When she finally summoned the courage, she flipped the lid to find a small, drenched squirrel grasping the sides of her toilet bowl.

So Campbell did what any sensible Winnipegger would do — grabbed a pair of BBQ tongs from the kitchen and put the water-logged creature in her bathtub.

Only in Winnipeg do they use this method. In other Canadian cities and towns we use peanuts to lure waterlogged rodents out of our commodes. Then we carry them outside using a spatula.

“It was just filthy. I didn’t know how it could breathe because it stunk so bad,” said Campbell.

We here at SSIC do not wish to speculate on this particular element of the story.

So she gave it a quick bath before she tried to release it.

Sometimes I need a little inspiration for my "poetry". I call this piece Zest That Pest:

A Winnipeg woman was stressed
When she found in her toilet, a pest;
A squirrel that stunk
As bad as a skunk.
So she bathed it with water and Zest.

Campbell said she had no idea how the squirrel got in her toilet but said the city’s water and waste department was cleaning water mains on her street at the time.

So the squirrel ended up in her toilet by way of a reverse flush?

Or perhaps — if we are to believe the previous news item — this squirrel is an engineer working for the city's sewer and drainage department. He was likely inspecting the drainage system and was about to file his report when he was ignominiously snatched from his job by a pair of BBQ tongs.

I hope that woman has insurance.

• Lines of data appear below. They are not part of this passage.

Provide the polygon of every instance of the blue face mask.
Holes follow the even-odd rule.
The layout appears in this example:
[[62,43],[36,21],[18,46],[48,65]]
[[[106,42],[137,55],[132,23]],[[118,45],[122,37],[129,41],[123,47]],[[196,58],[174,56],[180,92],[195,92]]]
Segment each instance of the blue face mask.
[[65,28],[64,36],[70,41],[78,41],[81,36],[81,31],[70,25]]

Those water engineer squirrels are a litigious bunch.

Finally, we move on to this story about a much more advanced member of the animal kingdom — the mighty Canadian Moose!

The Nature Conservancy of Canada has received 316 hectares of private land from a former top diplomat to promote cross-border moose love along the Nova Scotia-New Brunswick boundary.

The land conservation organization has been attempting to assemble a corridor of land on the Chignecto Isthmus between the two provinces as part of its so-called Moose Sex Project.

So if you ever find yourself wandering around in the Maritime Moose Sex Corridor, it would be a good idea to make yourself look as unmoose-like as possible.

This story also illustrates another way in which other mammals can be just like humans. When it comes to sex, they behave like animals.


  1. Geez, I don't know where to start. I loved this post from start to finish, and cannot for the life of me figure out why hundreds of people aren't here to laugh out loud at your wondrous wit and words of wisdom. (Hush! I'm on an alliterative roll here.)

    As for being able to communicate with our furry friends through the wonders of technology, personally, I'm not sure I want to know what our cats are thinking. The way they look at me sometimes, I fear they may be far more intelligent than I. Then again, sometimes they look at me as though they were brain damaged.

    Which brings this thought to mind... perhaps it would be more useful if science could help parents decipher the mumbles coming from the barely moving lips of their teenage offspring.

    I REALLY enjoyed this post. You crack me up, Canadian dude.

    1. I’m not sure I really want to hear a translation of the inaudible mutterings from teenagers. I’m sure that even if you heard their words, what they really mean would make those words sound like polite Victorian upper-class discourse.

      Thank you so much Susan for your comments.

  2. So stinky it couldn't breathe?! Oh dear! I am going to do an experiment to test whether it is indeed easier to catch my breath once I have showered. Crazy!

    1. That must have been one stanky squirrel.

      I do hope the woman threw those BBQ tongs away.